Recommended: use the workspace installer

SrcMLBuildTemplate

This project is designed to live inside a srcML workspace alongside its dependencies. While you can configure paths manually, the recommended setup is to use my installer repo, SrcMLBuildTemplate, which bootstraps a reproducible workspace.

Typical layout:

srcMLBuildTemplate/ # installer root (recommended)
 srcML/
 srcML-install/ # local srcML install prefix
 srcReader/ # dependency
 srcDiff/ # to generate input XML
 srcMove/ # this repo

Configure and build with CMake + Ninja:

From the repository root:

cmake -S . -B build \
 -G Ninja
ninja -C build

If your workspace layout differs, configure with:

cmake -S . -B build \
 -G Ninja \
 -DWORKSPACE_ROOT=/path/to/workspace \
 -DSRCREADER_ROOT=/path/to/srcReader \
 -DSRCML_INSTALL_PREFIX=/path/to/srcML-install
ninja -C build

Run

./build/srcMove path/to/srcdiff.xml

Optionally specify an output filename:

./build/srcMove path/to/srcdiff.xml out.xml

Example: run against included tests

This repo includes small, focused test fixtures under test/.

For example:

./build/srcMove test/simple/diff.xml test/simple/diff_new.xml

Or:

./build/srcMove test/function_content/diff_pos.xml test/function_content/diff_new.xml

Each test/*/ directory contains an original.cpp and modified.cpp plus diff.xml (and in many cases an example diff_new.xml) to make it easy to see what changed.

How it works

The pipeline (see src/pipeline.cpp) is intentionally simple and streaming-friendly:

  • collect_all_regions (src/diff_region.*)

    • single pass over srcml_reader
    • records every diff region with nesting metadata and inner text
    • detects pre-existing move attributes and tracks the max id
  • filter_regions_for_registry (src/region_filter.*)

    • selects which regions become candidates for move detection

    • defaults:

      • leaf-only diff regions
      • skip whitespace-only regions
      • skip regions that already have a move attribute
  • move_registry + group builder (src/move_registry.*, src/content_groups_builder.*)

    • buckets candidates by a fast 64-bit FNV-1a hash of raw inner text
    • optionally confirms equality by exact full_text to avoid hash collisions
    • produces "content groups" that can be classified (1-to-1, many-to-many, etc.)
  • annotation_plan + writer (src/writer/annotation_plan.*, src/writer/annotation_writer.*)

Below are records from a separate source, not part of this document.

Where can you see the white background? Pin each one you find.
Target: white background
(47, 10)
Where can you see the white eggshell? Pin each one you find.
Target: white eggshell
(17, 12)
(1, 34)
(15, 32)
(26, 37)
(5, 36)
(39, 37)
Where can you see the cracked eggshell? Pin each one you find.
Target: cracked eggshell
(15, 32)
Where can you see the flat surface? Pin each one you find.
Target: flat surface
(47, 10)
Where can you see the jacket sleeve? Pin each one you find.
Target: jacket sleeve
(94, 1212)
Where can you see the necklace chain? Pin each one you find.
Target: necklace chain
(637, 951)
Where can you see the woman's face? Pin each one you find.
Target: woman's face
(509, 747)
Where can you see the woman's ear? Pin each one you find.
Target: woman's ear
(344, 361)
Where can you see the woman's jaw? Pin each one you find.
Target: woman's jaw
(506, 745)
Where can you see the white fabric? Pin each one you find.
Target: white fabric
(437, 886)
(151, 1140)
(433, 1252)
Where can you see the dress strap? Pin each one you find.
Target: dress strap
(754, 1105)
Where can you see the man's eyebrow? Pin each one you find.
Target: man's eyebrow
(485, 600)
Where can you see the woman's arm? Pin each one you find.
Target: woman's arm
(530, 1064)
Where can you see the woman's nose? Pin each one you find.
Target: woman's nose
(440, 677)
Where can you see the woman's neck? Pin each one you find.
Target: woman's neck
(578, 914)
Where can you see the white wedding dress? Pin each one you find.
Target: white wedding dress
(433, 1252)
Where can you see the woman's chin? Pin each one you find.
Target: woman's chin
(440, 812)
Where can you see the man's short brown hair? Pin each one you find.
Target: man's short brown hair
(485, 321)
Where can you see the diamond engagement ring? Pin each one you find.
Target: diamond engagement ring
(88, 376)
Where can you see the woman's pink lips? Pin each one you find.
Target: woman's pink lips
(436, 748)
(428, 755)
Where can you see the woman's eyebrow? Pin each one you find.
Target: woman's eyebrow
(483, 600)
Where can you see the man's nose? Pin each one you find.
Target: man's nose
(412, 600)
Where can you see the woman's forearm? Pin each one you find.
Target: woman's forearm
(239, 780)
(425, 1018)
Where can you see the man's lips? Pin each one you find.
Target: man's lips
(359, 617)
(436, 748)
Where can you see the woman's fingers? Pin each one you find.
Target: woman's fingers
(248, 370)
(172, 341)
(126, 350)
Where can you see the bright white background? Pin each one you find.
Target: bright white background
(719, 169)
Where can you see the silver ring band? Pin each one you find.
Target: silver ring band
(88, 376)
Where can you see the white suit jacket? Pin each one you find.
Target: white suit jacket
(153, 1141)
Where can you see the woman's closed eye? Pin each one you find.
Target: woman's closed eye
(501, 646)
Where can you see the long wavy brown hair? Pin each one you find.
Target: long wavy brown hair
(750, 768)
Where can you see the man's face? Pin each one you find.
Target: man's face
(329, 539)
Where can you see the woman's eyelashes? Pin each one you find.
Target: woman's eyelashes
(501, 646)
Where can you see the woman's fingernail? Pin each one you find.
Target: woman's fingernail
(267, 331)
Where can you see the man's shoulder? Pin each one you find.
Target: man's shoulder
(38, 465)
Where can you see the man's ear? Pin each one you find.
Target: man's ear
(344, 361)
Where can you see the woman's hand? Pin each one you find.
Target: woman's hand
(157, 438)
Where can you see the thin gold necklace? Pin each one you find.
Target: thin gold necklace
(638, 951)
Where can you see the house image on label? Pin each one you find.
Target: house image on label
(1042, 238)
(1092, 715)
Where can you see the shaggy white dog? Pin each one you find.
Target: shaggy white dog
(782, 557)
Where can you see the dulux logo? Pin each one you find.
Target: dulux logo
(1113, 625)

    • assigns a new move id per group that has both deletes and inserts
    • rewrites the XML in a second pass
    • patches only the START tags of diff:insert / diff:delete
    • writes xpath values using a streaming path builder (src/xpath_builder.*)

This design keeps memory usage predictable and avoids generating the full ×ばつI pair explosion unless explicitly requested.

Output format

srcMove edits only the START tags of diff:insert and diff:delete elements:

  • move="<id>" is added only if the element was not already marked by srcDiff
  • xpath="<path>" is written even if move already existed

The produced output remains valid srcDiff XML and should be usable anywhere the original was used.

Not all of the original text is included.